Thursday, 27 August 2009
'I love a public road'
– wrote Wordsworth in The Prelude:
... few sights there are
That please me more. ...the lonely roads
Were schools to me in which I daily read
With most delight the passions of mankind,
There saw into the depth of human souls.
For him the road was the essence of sociability, a place to meet people and listen to their stories. How the world has changed! Yesterday I walked in the rain south from Quarry Moor Nature Reserve on the edge of Ripon, towards Markenfield Hall on the A61. Sociable? You are more likely to meet a unicorn on a main road in the countryside than a fellow pedestrian. The roadside has become the most a-social and least hospitable place in the world; dangerous, noisy, smelly, polluted and wet.

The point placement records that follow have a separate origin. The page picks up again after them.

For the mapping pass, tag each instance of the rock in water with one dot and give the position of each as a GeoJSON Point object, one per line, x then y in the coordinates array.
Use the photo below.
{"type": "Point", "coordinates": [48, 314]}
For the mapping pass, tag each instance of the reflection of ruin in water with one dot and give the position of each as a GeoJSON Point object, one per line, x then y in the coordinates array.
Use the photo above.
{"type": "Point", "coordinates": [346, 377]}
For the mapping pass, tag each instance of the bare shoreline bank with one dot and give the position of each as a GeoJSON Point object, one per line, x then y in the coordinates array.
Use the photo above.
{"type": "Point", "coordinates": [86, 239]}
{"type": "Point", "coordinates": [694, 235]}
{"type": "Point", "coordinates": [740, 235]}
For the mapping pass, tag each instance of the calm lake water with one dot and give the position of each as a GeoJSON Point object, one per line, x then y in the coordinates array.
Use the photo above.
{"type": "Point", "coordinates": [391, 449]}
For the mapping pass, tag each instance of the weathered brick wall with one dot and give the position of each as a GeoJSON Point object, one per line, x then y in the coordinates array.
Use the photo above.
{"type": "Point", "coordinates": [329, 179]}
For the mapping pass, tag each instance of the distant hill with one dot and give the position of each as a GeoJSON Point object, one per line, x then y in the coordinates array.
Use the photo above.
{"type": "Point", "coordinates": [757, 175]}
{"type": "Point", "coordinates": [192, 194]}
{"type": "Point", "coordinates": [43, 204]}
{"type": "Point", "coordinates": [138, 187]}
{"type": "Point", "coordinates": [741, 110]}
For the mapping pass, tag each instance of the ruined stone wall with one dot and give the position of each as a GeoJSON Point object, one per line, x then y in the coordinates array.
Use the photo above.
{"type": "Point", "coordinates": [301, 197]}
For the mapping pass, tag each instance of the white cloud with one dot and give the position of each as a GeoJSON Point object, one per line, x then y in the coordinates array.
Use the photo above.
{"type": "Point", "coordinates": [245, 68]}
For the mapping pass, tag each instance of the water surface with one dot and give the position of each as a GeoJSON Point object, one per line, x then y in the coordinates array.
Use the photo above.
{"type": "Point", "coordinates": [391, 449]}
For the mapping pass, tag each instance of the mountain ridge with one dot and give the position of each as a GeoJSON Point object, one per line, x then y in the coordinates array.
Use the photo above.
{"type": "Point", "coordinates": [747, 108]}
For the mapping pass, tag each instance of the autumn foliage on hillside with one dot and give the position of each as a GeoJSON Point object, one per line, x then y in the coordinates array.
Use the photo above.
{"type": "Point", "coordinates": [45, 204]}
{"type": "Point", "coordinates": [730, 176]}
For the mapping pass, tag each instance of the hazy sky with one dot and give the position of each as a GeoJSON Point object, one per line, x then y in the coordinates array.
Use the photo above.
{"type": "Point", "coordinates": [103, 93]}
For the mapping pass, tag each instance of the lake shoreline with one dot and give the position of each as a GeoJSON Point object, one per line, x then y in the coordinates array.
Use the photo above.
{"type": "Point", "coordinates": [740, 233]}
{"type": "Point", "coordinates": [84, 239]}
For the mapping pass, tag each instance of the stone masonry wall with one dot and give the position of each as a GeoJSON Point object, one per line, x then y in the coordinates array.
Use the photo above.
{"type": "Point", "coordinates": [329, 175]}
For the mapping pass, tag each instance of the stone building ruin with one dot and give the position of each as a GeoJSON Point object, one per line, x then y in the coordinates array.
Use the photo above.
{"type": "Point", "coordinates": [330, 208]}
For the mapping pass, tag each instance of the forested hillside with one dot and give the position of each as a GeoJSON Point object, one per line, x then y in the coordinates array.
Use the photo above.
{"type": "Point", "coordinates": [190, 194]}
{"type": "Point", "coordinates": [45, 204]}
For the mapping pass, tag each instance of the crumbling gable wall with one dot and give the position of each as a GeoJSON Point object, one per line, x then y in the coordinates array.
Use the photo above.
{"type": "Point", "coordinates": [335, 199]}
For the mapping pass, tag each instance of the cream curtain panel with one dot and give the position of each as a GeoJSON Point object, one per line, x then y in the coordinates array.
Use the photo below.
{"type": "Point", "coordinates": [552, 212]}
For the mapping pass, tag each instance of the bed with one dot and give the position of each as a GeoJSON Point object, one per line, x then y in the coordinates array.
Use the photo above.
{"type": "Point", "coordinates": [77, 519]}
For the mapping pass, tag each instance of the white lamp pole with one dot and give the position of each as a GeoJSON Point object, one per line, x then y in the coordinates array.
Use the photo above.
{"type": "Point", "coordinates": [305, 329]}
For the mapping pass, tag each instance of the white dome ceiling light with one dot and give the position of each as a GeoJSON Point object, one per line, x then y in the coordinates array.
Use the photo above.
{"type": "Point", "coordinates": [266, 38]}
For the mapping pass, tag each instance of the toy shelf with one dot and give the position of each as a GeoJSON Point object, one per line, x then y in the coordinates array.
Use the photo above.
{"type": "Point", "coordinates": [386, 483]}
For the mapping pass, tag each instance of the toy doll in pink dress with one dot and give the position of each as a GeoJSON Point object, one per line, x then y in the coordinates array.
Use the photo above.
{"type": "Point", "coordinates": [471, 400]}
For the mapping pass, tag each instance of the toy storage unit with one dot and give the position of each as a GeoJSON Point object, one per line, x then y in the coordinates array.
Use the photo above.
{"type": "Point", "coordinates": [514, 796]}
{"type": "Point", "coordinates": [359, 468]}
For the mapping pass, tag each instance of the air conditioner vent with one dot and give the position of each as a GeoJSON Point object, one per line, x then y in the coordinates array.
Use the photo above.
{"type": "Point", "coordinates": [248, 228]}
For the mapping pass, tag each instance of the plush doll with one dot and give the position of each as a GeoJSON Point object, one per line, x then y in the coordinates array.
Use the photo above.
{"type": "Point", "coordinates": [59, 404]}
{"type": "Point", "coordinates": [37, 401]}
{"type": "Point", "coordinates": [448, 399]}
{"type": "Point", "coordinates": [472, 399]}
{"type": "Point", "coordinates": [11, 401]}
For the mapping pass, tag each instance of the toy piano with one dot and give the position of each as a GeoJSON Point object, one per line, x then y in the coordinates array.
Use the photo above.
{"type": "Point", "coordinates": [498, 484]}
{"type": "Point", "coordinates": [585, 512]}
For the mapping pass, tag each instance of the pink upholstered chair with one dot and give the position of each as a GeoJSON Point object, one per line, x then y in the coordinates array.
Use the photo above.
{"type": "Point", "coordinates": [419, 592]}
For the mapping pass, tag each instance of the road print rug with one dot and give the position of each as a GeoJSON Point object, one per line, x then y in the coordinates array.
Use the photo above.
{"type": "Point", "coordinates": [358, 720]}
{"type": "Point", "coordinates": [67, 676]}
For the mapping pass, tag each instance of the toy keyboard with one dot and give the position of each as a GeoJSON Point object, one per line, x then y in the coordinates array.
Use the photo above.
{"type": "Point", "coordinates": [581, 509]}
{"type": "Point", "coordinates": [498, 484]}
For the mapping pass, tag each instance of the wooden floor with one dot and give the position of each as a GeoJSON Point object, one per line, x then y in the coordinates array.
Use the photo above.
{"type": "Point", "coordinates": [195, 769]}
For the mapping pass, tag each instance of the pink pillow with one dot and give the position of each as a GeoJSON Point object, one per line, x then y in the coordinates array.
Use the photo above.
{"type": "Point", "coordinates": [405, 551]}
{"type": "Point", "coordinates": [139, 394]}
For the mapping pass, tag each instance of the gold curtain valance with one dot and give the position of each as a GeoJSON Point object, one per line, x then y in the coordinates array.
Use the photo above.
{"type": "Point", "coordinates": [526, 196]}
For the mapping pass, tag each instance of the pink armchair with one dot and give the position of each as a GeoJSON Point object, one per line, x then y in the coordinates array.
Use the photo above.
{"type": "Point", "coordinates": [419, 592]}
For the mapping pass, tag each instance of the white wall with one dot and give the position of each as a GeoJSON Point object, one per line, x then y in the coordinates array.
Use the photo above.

Wet in particular, because there is no pavement so you have to walk in the long grass on the verge, and spray is thrown continuously at your legs.
The bus can rescue us – time and again if necessary – from the purgatory of the roadside. Not just because it is nearly always there, passing every 20 minutes in either direction, but because (despite limited stops in town) it stops at all sorts of interesting country places: Dunkeswick Lane, Nidd Bridge, Markington Crossroads; places you could never stop in a private vehicle.
So although the bus is a creature of the road, it reclaims the road from the tyranny of the car.